The visit was in part the result of an invitation to Mariana Mazzucato to deliver the second annual John Menadue Oration for the Centre for Policy Development (CPD). But it turned into something much bigger and with a potentially much larger and longer term significance.
Three big questions framed Professor Mazzucato’s visit to Australia:
- Would the visit raise awareness in the Australian innovation and policy community of the Institute for Innovation and Public Purpose (IIPP) and of Mariana’s thinking about reframing public value, the role of the state and the importance of mission-driven innovation?
- Would the visit engage and influence the thinking and attitudes of a sufficiently large and diverse group of policymakers, leaders in government, academia, industry and civil society, social and policy entrepreneurs, media and the wider public?
- Could the visit lead to real impact and a willingness to take up Professor Mazzucato’s ideas and insights and turn them into a distinctively Australian project for mission-led innovation to tackle some of our biggest challenges?

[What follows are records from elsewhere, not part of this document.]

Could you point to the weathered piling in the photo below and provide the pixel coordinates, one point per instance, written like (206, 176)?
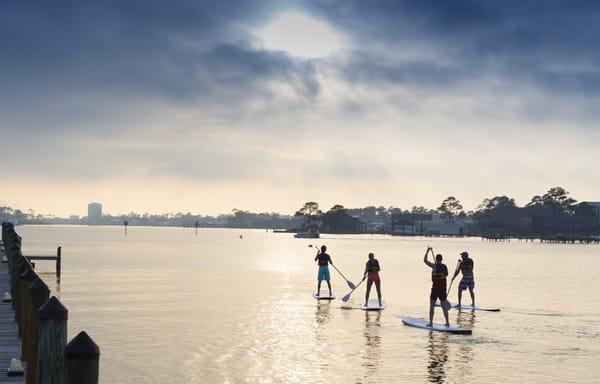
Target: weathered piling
(39, 293)
(42, 323)
(58, 263)
(23, 267)
(82, 358)
(25, 280)
(52, 339)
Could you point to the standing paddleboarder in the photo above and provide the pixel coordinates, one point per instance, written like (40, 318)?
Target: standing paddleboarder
(323, 260)
(468, 281)
(372, 275)
(438, 288)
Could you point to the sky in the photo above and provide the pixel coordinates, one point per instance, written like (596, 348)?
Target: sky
(203, 107)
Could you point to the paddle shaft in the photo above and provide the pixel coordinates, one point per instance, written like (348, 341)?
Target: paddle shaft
(333, 265)
(347, 297)
(453, 277)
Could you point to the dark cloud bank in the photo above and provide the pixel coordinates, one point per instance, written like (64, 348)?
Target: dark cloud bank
(65, 63)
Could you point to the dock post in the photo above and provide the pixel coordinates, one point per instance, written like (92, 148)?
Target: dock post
(23, 267)
(58, 263)
(39, 295)
(25, 279)
(52, 339)
(82, 358)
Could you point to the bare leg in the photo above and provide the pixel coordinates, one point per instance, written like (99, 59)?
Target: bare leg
(431, 307)
(369, 284)
(445, 310)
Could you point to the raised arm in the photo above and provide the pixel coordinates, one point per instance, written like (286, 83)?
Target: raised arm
(429, 264)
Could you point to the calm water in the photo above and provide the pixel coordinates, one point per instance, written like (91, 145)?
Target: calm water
(167, 306)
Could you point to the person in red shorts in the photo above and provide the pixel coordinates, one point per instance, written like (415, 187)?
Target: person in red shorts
(372, 276)
(438, 287)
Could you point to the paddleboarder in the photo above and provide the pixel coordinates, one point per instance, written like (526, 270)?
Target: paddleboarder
(439, 272)
(372, 275)
(323, 260)
(465, 266)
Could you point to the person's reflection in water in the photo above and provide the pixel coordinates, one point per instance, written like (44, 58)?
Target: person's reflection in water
(465, 319)
(438, 356)
(322, 315)
(372, 358)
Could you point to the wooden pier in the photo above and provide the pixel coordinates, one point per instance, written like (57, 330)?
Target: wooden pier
(10, 343)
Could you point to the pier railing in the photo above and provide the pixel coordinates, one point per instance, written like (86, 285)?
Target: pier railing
(42, 324)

The answer to the first two questions is emphatically “yes”, which means the chances of seeing, in the period ahead, real evidence of a positive answer to the third question is very high.
Below is a summary of the events, attendees and themes under discussion.
Monday 10 December
Mariana Mazzucato with the Hon. Chris Bowen MP
Professor Mazzucato met with the Hon. Chris Bowen MP, the Opposition Shadow Treasurer in the Federal Parliament and other members of the Opposition economic policy team, including Shadow Finance Minister, Jim Chalmers, and Shadow Minister for Justice and Financial Services, Clare O’Neil. The focus of the conversation was how to translate the mission-led innovation model into policy and strategy.

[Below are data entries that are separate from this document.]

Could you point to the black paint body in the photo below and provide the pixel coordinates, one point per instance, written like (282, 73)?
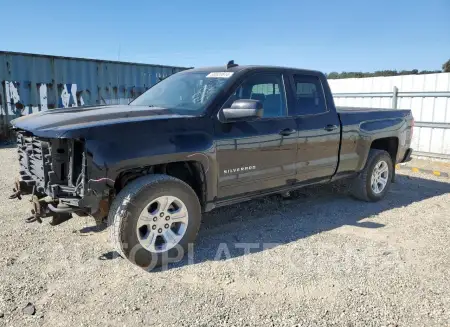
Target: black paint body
(121, 138)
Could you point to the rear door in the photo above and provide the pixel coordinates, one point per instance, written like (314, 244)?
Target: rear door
(318, 127)
(258, 154)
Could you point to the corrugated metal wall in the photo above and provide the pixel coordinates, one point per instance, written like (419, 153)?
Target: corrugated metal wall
(430, 109)
(31, 83)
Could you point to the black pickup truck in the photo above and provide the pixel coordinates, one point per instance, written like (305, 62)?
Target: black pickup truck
(200, 139)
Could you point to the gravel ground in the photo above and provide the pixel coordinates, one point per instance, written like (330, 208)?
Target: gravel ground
(333, 261)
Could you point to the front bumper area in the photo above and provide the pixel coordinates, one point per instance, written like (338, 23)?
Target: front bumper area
(56, 173)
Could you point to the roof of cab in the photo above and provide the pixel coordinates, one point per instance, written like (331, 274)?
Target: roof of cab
(239, 68)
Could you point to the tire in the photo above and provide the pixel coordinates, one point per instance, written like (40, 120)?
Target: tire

In the evening, Mariana was hosted by the Vice Chancellor of the University of Technology, Sydney (UTS), Professor Attila Brungs, to deliver a public lecture on future directions for innovation policy and lessons for Australia. Attended by over 250 people, the lecture navigated the three big pieces of work — the entrepreneurial state, the reinvention of capitalism and the rediscovery of the economics of value, and the rising significance of public value.
Tuesday 9 December
In the morning, a policy breakfast was hosted by Martin Hoffman, Secretary of the New South Wales Department of Finance, Services and Innovation.

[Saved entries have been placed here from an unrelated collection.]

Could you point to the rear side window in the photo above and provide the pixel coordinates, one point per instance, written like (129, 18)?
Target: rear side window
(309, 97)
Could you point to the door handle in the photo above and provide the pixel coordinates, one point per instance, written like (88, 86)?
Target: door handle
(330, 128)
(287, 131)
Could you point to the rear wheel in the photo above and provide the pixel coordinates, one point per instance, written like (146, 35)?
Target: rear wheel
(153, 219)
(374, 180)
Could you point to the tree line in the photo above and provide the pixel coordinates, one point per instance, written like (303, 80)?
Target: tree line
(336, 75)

Participants included some of the leading figures in innovation policy and strategy at the national and state level and the conversation explored the role, capabilities and culture of the public sector and its leadership. Mariana explored why that formed such a central theme in her framing of mission-led innovation, what specific capabilities were now at a premium in a confident and creative public service, and how some of those capabilities can be nurtured and deployed.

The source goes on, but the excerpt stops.